I know I’ve said several things here, but there are lots of internal and external messages in the air that we breathe that contribute to the ways women are socialized and cultured and create additional obstacles for women to be able to fully show up and steward the influence that they carry in spaces that need the voices and leadership of women.
You have identified seven shifts that result when women are leading. Can you share more about those shifts?
I noticed these shifts when I thought, what if we just looked at the opportunity instead of the obstacles when we unleashed women? As I began to reflect on that, there were seven things that emerged so quickly for me. The first shift is that women see leadership as being the tide that lifts all boats, not being the boat out in front going the fastest. The second shift I perceive is that women seek to build ecosystems of flourishing and shared learnings and wins, not empires where they’re queen over all.
The third shift I perceive is that women lead in a way that values collaboration over competition. They seek to bring out the best of everyone, not pit women or men against one another. The fourth shift I perceive is, when I see women grounded in themselves as leaders and bringing their best self to the leadership table, those women lean into empathy and intuition and emotional health over what we would sort of tend to prioritize in our culture as rational thinking. The fifth shift I perceive is that women prioritize far and wide impact.
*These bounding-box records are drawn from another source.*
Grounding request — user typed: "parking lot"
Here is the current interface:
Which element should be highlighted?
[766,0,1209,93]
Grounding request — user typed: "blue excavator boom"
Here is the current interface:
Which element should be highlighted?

The sixth shift I perceive is that women pursue the actual embodiment of our values, not just the desire to have aspirational vision statements that are empty. Women want to actually live into what we say we’re about, not just have great vision statements. And finally, the seventh shift I perceive is that women really value transformational leadership over simply transactional leadership. These seven shifts emerged nearly immediately as I was imagining how women lead movements differently than men, and I can’t wait to dive into them further this month.
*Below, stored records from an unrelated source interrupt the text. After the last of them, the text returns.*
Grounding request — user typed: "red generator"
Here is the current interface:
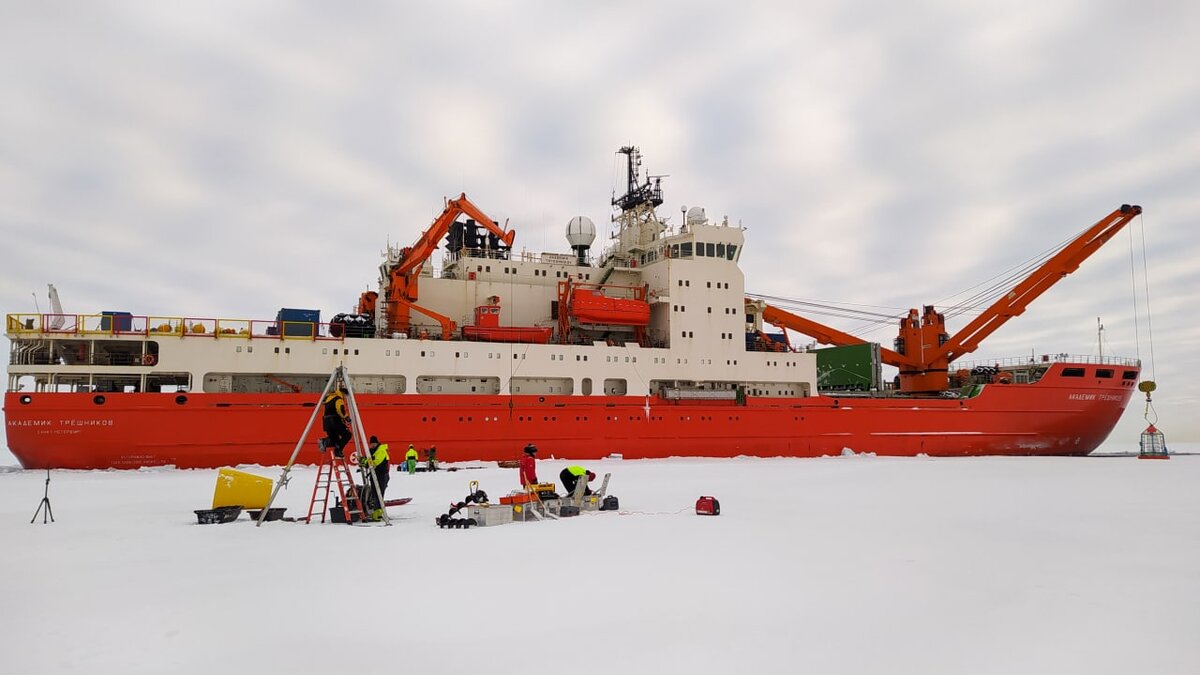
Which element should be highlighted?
[696,497,721,515]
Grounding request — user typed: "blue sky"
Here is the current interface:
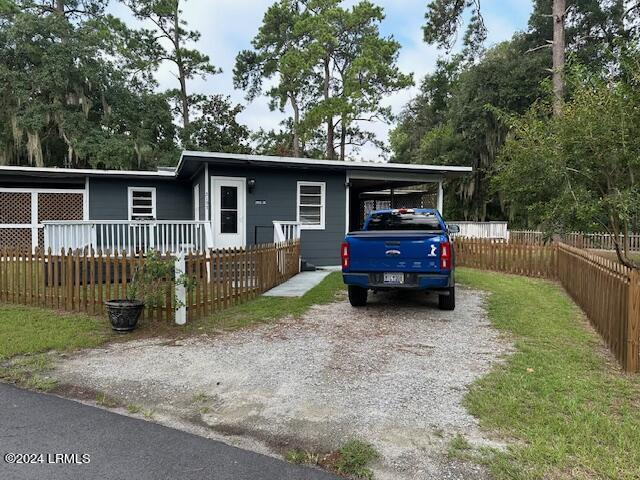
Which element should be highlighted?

Keri Ladouceur is a pastor, teacher, incessantly curious question asker, and bridge building peacemaker. She believes the fullness of the gospel is liberative good news for all of creation and longs to cultivate new faith spaces of mutuality and flourishing for all people.
She is founder of New Ground Network, where she co-conspires with pastors, denominations, and organizational leaders to clarify and align around their purpose. One of her favorites roles is organizational coach where she is part dreamer, instigator, activator and team counselor. She has an MA in New Testament from Northern Seminary, and her imagination for the Beloved Community has been primarily shaped by her native heritage and liberation thinkers and theologians.
She dreams of the Church being a life-giving community of flourishing that activates the people of God to join Christ in the redemption and restoration of all things.